What they did at the weekend was spell-binding. Mozart wrote six string quartets in honour of his great mentor and chum, Joseph Haydn. Each is a masterpiece on which Mozart laboured and lavished genius and inspiration. Hobarth’s magical Mosaiques played them all in dust-free, high-fibre, low-calorie interpretations that raised issues for other such performers: how do you play warmly, with rich expressivity, a big sound and real dramatic power on gut strings and with almost no vibrato?
Nobody really knows but the group. But the clouds dispersed and the light streamed through textures, illuminating a very good, self-pilfering, multi-contrapuntal element from the finale of the Jupiter Symphony in the G major Quartet, a shockingly-prophetic glimpse of Mahler from the third movement of the E flat Quartet, and myriad revelations piling up by the page.
But Wolfgang Amadeus didn’t have the weekend entirely to himself.

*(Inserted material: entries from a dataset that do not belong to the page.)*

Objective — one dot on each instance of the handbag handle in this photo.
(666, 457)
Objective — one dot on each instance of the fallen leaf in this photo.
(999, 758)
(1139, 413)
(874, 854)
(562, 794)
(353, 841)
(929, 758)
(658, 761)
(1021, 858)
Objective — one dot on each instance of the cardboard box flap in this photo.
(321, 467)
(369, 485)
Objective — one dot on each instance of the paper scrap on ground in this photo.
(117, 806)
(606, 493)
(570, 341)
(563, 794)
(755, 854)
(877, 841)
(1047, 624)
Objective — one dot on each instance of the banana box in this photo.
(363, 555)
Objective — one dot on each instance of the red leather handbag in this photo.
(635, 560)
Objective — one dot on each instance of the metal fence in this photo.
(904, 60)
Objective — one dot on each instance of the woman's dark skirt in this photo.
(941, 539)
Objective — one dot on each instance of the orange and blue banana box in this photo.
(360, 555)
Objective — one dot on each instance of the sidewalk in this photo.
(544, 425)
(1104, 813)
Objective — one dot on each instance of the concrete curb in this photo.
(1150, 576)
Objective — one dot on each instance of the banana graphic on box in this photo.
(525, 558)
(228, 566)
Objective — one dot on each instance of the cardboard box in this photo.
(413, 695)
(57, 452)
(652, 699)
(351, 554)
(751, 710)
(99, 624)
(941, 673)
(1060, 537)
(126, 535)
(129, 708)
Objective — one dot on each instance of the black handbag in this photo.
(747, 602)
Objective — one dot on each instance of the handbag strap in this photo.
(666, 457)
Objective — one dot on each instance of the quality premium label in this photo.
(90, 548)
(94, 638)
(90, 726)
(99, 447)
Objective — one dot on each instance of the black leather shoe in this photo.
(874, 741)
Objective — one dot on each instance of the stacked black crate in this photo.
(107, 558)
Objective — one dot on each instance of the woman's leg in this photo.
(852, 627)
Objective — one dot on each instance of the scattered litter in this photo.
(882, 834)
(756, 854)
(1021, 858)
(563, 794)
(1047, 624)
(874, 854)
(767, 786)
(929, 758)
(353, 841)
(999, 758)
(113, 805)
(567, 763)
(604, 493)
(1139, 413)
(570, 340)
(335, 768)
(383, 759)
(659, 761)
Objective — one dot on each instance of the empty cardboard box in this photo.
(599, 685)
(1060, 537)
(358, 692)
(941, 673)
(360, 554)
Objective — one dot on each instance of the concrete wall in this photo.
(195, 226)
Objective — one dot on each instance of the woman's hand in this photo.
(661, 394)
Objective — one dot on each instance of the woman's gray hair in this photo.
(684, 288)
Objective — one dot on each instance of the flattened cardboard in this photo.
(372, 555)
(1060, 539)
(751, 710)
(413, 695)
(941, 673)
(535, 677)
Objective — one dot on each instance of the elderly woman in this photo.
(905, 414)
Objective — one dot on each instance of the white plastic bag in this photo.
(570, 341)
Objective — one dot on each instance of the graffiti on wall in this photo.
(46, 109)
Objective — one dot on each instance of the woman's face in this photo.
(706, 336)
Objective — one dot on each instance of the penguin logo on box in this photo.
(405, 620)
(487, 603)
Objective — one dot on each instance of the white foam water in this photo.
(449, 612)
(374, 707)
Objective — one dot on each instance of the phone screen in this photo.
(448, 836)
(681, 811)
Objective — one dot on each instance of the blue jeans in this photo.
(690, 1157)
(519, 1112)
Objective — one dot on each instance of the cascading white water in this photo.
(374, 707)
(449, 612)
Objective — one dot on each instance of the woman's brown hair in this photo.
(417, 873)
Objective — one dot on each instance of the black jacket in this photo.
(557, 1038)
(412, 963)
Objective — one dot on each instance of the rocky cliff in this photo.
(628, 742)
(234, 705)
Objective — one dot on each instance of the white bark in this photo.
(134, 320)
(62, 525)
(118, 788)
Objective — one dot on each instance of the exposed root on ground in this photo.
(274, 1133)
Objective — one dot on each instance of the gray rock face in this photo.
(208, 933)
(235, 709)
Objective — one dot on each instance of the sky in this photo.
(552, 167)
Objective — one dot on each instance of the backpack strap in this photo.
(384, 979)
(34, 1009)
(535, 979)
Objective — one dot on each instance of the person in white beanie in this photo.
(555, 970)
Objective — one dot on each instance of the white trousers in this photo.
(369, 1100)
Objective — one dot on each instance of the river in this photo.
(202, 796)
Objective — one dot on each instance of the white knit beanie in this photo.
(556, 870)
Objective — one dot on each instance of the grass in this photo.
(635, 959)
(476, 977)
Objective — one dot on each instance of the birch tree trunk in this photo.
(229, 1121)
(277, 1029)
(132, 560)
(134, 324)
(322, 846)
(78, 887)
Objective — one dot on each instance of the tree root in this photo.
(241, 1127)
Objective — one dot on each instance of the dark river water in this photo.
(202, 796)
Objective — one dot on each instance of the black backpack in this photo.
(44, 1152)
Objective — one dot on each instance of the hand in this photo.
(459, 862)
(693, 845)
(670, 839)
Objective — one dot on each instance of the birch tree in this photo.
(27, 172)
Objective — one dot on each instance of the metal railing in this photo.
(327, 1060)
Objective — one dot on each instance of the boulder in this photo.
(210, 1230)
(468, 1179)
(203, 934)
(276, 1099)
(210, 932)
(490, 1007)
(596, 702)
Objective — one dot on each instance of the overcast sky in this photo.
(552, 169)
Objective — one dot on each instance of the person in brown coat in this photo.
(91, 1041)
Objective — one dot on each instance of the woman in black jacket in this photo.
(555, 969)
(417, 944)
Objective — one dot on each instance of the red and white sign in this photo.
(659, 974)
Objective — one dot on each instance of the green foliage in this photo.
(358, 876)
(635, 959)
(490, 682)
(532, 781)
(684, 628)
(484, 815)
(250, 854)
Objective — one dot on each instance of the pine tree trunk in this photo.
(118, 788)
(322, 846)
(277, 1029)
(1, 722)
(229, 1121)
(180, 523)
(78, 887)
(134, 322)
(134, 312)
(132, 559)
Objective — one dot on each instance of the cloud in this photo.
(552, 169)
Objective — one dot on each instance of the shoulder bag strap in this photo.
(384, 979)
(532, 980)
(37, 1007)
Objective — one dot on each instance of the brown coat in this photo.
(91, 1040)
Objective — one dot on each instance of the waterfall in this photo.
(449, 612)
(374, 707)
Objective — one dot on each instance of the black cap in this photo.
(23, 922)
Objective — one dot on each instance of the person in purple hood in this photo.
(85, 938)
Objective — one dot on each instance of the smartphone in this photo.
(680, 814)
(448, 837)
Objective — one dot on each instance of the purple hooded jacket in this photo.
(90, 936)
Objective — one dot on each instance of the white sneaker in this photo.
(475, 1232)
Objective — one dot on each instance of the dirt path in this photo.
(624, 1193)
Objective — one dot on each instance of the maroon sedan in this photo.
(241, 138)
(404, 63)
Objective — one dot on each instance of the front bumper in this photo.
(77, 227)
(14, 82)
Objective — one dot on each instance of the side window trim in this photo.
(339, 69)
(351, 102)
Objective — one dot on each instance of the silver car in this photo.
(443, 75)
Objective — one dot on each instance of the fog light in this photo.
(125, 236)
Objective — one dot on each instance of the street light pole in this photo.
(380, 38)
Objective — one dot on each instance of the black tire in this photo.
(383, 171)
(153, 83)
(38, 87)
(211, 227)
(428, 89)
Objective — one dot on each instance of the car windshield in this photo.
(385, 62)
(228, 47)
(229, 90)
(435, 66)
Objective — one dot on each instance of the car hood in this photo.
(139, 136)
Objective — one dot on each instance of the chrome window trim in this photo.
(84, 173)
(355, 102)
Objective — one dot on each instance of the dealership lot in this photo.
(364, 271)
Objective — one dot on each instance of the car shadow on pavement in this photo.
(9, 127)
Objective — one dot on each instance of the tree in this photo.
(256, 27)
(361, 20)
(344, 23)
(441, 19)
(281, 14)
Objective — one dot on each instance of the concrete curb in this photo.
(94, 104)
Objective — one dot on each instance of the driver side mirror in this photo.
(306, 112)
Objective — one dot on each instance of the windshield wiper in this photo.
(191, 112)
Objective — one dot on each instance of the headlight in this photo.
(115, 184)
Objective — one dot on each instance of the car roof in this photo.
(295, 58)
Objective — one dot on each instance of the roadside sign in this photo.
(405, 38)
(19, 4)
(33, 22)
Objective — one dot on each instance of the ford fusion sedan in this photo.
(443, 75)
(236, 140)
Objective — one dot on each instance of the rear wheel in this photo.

In between two of Mozart’s quartets on Friday, old Joe Haydn stole onto the stage, bringing with him pianist Susan Tomes and a dazzling performance of Haydn’s E minor Piano Trio whose sparkling wit in the racing finale with its outrageously-comic conclusion suggested that Haydn, a master of humour, would have appreciated mightily the madcap antics of Tom and Jerry. And then on Saturday afternoon, Tomes had the stage to herself in a recital which explored a Haydn/Mozart connection, gave us a set of Haydn’s Variations and an achingly-beautiful Mozart Rondo.
Even on Saturday night, as the astonishing Mosaiques turned out effortlessly-brilliant accounts of Mozart’s E flat and B flat quartets, that Haydn man seemed to nudge his younger chum in the ribs, as though to say: “Shove over, Wolfie and cop this lot for originality,” while the group played Haydn’s G minor opus 20 Quartet with its wildly-inventive finale. A great weekend, though thinly-attended.